Yeah. They broke me.
So, a day later on Saturday, my husband told me if I cooperated with his list that I could see my daughter again. It was a ridiculous list. If she says her tummy hurts, I’m not allowed to acknowledge or react. I’m only allowed to listen to drs and have no opinion of her medical treatment. Etc. On and on. I brought up concerns but was told that I wouldn’t see her. So, I gave in and said yes to everything.
I lost my shit after they took her on Friday.
A dragon came out of me.
A dragon my husband will never forget.
And guess what happened? Mold started popping through in the bathroom. She couldn’t be in our bathroom without immediate allergic reaction that he saw. It all happened so quickly. All the things I’ve been begging these people to look into and check out and remediate….came to a huge head.
We now are getting a new roof tomorrow, a new bathroom next week and mold remediation.
All because I made phonecalls.
All because I was right all along.
Something wasn’t right. I have been telling them for 6 months I think she’s having a reaction to something in our bathroom. I was told I was crazy. No testing etc. and I’m too weak to be able to tackle all of this.
She’s in another doctor appointment right now. Getting breathing treatments. Because people are stupid and don’t listen to common sense. Everyone goes straight to everything is fine and psychiatric woes rule the world.
If people just listened, and actually tried to help us, we might not all be in this position.
Please, me/cfs activists and keyboard warriors from all around the world, remember this, you matter so much. You are making a difference and it takes a village to wake humanity up to this illness. Please don’t ever stop fighting for all of us. I’m broken this week. They broke me. This disease breaks me. But I know you guys are out there still fighting when people like myself barely can anymore. There are so many children that you are helping that have strange conditions. Thank you. Thank you for never giving up for any of us. Even when it’s too hard. And you want to.
I told my daughter when we got to hug again, this isn’t your forever and we are going to figure it out.

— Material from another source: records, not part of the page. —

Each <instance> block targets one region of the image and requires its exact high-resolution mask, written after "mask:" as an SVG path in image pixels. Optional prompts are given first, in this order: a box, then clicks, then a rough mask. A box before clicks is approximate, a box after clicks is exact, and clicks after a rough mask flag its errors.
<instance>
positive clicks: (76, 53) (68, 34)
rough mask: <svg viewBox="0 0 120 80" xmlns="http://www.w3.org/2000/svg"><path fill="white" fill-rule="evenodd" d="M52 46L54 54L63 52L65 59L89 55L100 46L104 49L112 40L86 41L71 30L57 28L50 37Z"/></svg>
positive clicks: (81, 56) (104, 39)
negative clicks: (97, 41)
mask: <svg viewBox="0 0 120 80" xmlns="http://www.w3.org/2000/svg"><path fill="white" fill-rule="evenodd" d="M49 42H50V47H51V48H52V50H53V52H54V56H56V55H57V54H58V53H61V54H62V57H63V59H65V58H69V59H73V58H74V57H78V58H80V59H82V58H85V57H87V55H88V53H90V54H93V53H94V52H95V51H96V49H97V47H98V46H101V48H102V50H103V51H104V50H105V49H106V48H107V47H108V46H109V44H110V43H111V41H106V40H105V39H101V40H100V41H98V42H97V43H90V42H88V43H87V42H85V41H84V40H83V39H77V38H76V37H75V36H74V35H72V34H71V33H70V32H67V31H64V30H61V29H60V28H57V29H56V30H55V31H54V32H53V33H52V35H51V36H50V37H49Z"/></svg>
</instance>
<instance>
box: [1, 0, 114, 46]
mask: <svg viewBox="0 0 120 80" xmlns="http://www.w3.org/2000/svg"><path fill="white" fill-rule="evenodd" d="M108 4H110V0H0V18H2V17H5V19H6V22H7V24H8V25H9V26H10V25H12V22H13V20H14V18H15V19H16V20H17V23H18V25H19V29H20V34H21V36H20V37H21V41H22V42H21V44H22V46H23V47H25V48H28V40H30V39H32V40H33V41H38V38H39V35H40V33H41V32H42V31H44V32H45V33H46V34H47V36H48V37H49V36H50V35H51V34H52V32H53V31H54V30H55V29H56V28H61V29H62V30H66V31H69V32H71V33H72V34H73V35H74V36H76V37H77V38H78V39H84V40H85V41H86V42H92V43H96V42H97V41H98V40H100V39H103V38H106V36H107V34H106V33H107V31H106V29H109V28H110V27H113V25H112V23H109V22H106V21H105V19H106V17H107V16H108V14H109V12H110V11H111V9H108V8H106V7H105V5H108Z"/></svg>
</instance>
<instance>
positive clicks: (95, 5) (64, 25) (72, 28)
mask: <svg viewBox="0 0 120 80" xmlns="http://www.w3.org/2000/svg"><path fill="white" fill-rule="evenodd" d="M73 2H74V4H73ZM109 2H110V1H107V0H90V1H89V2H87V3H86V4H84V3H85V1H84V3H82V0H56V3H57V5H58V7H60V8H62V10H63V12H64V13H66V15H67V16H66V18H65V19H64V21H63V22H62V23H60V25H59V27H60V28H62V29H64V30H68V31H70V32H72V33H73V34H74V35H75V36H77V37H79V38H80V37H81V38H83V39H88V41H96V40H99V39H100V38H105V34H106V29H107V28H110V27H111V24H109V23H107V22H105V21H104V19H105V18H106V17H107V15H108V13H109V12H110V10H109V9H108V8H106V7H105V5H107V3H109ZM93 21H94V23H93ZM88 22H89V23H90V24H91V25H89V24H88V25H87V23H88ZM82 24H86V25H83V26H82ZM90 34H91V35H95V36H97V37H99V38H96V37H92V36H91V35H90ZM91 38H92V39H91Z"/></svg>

It’s so confusing to her because of all the games. She sees the games the doctors play. And if you tell them your symptoms like these, you will often be told it’s anxiety or nerves… and then these children start to lose faith in the system. She’s starting to not trust them despite how encouraging and supportive her father and I are before her appointments etc. So I have to keep telling her the doctors are good they just haven’t figured it out yet. She said if they are helpers snd good then why don’t they believe me? Why does dad and my grandparents not believe me? Why are you the only one that believes me mom? It’s really weird mom. Something isn’t right.
I wonder if I should tell her about my blog one day 😉
In solidarity dear human community of beautiful beings. May you light shine bright, even when it’s darkest.